Sampel adalah bagaian dari populasi yang masih memiliki ciri-ciri utama dari populasi dan ditetapkan untuk menjadi responden penelitian. Sampel dalam penelitian ditetapkan dengan teknik purpose sampling yautu sampel yang dipilih berdasarkan pertimbangan dan tujuan penelitian. Berdasarkan pengertian diatas maka yang jadi respondensampel dalam penelitian ini adalah sebagai berikut Anggota Propam di Polresta lampung : 1 orang Penyidik Unit Tipiter di Polresta lampung : 1 orang Jaksa Tindak Pidana Umum di Kejaksaan Negeri Bandar Lampung : 2 orang Dosen bagian Hukum Pidana di Universitas Lampung : 2 orang Jumlah : 6 orang

D. Prosedur Pengumpulan Data dan Pengolahan Data

1. Prosedur Pengumpulan data Pengumpulan data dilakukan dengan prosedur sebagai berikut : a. Studi kepustakaan Studi Kepustakaan adalah prosedur yang dilakukan dengan serangkaian kegiatan seperti membaca, menelaah dan menguti dari buku-buku litelatur serta melakukan pengajian terhadap ketetuan peraturan perundang-undangan terkait dengan permasalahan. b. Studi Lapangan Studi Lapangan adalah prosedur yang dilakukan dengan kegaiatan wawancara kepada responden penelitian sebagai usaha mengumpulkan berbagai data dan informasi yang dibutuhkan sesuai dengan permasalahan yang dibahas dalam penelitian

2. Prosedur pengolahan data

Pengolahan data dilakukan dengan untuk mempermudah analisis data yang telah diperoleh sesuai dengan permasalahan yang diteliti.
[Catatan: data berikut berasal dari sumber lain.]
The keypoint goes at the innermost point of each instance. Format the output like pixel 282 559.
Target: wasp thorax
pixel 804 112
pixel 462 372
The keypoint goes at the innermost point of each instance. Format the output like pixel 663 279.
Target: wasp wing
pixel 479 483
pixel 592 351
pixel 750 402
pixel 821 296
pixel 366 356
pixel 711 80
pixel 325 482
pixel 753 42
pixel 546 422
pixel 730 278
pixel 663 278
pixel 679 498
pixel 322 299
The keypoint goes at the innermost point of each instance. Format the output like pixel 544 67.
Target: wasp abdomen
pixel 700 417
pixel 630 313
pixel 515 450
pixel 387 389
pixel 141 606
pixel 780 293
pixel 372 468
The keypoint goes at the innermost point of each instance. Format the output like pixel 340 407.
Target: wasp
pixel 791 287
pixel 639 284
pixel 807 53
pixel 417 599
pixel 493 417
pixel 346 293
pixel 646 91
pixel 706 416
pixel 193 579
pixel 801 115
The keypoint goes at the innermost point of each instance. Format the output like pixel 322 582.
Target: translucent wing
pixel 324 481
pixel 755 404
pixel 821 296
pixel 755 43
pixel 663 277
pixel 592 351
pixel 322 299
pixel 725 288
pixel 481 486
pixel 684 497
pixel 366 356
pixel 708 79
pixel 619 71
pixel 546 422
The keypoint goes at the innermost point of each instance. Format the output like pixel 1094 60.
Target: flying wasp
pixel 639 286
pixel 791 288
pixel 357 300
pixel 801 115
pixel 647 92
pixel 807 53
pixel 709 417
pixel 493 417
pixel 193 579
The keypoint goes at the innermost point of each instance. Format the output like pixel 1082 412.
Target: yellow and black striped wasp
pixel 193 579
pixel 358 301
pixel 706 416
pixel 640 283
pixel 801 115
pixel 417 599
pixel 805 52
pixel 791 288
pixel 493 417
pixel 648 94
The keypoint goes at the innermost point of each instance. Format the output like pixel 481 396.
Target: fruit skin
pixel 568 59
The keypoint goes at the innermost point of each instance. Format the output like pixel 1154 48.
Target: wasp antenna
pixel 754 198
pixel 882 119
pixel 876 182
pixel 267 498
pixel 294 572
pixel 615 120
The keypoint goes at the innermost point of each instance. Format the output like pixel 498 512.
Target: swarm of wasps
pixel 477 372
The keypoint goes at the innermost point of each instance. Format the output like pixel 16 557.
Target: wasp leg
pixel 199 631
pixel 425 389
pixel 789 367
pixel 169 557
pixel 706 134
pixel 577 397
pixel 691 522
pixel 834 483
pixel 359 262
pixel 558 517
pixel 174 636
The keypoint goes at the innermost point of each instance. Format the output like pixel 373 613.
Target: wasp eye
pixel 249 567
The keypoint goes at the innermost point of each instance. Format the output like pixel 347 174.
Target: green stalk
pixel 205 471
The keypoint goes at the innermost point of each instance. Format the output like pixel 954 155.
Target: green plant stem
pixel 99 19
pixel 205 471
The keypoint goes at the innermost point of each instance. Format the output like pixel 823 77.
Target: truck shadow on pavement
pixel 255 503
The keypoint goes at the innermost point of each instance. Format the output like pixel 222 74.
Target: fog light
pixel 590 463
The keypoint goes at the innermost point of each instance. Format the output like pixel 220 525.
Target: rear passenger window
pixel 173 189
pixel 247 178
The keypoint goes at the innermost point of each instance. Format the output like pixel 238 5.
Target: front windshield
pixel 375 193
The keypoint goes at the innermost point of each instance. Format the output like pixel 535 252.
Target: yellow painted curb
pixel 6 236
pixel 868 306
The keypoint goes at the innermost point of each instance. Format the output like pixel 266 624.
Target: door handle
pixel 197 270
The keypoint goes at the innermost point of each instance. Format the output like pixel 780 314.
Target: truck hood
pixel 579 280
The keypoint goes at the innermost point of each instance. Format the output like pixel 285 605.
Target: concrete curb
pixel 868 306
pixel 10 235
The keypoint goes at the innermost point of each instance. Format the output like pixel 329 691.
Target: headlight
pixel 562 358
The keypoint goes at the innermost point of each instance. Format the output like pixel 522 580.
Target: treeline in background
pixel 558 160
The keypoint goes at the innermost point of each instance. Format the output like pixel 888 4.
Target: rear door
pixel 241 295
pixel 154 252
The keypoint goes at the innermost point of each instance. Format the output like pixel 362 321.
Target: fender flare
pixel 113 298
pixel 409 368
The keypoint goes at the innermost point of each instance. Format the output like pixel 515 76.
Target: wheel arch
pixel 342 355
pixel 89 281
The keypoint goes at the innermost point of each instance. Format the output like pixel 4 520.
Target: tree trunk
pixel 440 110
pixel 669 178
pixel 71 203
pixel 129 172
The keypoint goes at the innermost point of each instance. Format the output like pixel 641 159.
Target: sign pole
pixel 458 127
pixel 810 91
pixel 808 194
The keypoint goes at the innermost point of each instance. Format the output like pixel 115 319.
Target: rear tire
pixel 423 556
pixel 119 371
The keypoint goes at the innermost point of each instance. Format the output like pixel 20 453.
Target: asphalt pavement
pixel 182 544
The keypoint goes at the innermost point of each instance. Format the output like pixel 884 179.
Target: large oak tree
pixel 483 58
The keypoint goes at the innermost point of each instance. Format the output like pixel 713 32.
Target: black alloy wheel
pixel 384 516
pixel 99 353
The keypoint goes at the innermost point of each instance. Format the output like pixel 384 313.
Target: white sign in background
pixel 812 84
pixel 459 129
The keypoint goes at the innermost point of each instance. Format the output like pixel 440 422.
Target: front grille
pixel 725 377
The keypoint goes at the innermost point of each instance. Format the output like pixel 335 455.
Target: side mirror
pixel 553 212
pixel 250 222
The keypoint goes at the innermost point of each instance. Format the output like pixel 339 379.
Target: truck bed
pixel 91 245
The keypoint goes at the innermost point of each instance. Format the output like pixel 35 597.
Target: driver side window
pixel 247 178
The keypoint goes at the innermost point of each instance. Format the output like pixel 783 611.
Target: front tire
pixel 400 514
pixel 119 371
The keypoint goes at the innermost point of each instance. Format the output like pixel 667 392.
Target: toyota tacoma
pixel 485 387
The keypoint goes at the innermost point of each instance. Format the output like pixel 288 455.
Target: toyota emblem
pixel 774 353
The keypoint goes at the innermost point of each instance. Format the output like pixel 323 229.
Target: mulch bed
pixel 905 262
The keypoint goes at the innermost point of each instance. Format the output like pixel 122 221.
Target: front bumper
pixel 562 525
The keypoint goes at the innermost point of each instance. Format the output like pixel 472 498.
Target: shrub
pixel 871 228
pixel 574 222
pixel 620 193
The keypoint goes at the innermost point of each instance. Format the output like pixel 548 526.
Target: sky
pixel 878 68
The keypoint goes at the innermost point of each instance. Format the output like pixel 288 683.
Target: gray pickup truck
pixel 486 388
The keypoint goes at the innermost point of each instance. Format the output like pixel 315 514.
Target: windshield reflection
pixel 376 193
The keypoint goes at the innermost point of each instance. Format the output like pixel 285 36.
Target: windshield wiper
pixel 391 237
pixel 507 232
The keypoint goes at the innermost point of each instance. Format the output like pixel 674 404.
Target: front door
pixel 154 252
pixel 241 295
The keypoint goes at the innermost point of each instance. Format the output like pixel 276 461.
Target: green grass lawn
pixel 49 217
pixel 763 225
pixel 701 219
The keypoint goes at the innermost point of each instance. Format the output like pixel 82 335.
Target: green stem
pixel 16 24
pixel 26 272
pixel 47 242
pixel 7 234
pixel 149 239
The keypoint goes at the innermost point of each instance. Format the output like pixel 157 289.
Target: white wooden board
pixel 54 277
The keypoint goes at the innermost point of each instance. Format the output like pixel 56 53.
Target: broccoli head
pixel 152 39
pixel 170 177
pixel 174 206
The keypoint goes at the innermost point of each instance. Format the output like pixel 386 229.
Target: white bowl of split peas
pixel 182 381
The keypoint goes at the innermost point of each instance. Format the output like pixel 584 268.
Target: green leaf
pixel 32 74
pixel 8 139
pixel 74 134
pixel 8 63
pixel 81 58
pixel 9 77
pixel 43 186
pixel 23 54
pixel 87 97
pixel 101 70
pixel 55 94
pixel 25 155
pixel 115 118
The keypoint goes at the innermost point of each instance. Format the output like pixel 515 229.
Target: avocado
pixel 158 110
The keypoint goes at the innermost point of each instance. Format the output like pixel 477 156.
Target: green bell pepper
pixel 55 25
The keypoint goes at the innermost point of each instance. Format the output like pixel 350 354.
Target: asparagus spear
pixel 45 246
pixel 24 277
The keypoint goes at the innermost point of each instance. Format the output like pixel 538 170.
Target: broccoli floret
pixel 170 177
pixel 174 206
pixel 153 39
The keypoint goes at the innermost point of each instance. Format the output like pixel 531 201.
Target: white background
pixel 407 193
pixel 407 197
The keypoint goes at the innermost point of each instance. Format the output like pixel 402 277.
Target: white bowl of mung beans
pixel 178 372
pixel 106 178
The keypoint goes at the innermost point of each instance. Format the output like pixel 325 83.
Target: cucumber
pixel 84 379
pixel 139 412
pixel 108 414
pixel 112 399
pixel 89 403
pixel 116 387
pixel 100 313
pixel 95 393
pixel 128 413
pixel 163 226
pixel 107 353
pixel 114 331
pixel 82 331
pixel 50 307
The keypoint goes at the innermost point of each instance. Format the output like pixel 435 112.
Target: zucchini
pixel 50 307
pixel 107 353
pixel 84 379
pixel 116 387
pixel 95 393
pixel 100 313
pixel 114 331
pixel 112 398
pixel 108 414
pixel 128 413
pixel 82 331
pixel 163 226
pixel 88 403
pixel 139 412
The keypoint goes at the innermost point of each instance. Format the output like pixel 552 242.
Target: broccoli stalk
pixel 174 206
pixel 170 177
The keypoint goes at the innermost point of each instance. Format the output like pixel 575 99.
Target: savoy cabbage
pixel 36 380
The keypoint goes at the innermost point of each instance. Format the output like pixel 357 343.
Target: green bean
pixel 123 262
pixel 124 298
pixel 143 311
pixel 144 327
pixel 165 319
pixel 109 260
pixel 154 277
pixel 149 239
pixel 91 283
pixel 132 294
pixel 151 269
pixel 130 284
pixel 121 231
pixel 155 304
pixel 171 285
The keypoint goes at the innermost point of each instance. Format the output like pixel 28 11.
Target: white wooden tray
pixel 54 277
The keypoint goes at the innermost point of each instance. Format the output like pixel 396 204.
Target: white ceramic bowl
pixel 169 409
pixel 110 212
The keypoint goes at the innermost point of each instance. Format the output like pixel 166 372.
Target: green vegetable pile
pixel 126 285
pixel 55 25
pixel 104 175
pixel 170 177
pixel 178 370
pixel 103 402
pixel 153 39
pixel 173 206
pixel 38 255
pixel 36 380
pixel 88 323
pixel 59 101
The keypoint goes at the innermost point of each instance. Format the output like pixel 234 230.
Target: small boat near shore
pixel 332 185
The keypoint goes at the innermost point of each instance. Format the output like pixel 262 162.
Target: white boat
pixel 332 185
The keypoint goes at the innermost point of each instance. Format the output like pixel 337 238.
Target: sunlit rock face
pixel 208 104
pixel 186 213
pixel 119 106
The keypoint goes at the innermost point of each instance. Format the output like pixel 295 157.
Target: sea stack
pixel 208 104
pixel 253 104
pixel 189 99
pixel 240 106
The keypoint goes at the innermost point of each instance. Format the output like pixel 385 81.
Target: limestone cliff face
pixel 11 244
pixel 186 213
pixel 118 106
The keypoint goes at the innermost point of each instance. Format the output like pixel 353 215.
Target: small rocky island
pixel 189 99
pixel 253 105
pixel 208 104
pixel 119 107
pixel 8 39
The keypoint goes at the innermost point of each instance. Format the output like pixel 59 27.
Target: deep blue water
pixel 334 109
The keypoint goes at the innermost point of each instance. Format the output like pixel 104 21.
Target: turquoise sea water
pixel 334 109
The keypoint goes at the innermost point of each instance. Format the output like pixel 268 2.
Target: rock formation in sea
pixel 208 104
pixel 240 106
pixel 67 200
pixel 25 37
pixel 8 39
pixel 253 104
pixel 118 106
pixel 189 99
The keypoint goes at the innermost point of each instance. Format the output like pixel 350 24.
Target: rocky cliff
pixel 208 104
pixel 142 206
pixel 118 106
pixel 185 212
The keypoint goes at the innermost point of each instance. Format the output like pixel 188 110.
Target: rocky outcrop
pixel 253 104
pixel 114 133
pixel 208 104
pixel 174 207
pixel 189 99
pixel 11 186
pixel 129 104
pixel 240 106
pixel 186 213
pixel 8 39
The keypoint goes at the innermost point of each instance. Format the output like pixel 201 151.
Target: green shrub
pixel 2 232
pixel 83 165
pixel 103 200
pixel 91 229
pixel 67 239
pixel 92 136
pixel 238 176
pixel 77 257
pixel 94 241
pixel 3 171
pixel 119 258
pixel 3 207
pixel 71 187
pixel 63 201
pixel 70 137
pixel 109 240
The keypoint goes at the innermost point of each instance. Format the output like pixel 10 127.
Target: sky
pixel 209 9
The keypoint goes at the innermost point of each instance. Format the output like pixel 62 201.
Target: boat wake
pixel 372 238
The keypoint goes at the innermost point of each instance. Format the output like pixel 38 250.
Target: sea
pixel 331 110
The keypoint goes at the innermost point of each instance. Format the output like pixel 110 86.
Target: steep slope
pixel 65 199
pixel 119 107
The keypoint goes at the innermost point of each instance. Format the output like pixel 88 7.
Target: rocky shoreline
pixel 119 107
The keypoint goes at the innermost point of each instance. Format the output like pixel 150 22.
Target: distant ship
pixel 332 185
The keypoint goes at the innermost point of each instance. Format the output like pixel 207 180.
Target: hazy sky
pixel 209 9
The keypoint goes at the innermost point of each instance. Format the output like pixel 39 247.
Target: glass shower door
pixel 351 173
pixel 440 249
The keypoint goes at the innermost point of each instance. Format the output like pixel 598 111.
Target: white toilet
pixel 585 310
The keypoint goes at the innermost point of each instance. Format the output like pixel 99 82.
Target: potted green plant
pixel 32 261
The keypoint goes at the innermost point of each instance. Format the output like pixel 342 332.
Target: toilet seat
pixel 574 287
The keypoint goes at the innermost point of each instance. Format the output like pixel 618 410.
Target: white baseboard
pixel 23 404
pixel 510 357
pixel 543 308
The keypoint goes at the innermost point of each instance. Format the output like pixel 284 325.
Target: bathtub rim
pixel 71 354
Pengolahan data dilakukan dengan tahap sebagai berikut : a. Seleksi data adalah kegiatan pemeriksaan untuk mengetahui kelengkapan data selanjutnya data dipilih sesuai dengan permasalahan yang diteliti dalam penelitian ini. b. Klasifikasi data adalah kegiatan penempatan data menurut kelompok kelompok yang telah ditetapkan dalam rangka memperoleh data yang benar-benar diperlukan dan akurat dianalisi lebih lanjut. c. Penyusunan data adalah kegiatan menyusun data yang saling berhubungan dan merupakan satu kesatuan yang bulat dan terpadu pada subpokok bahasan sehingga mempermudah interpensi data.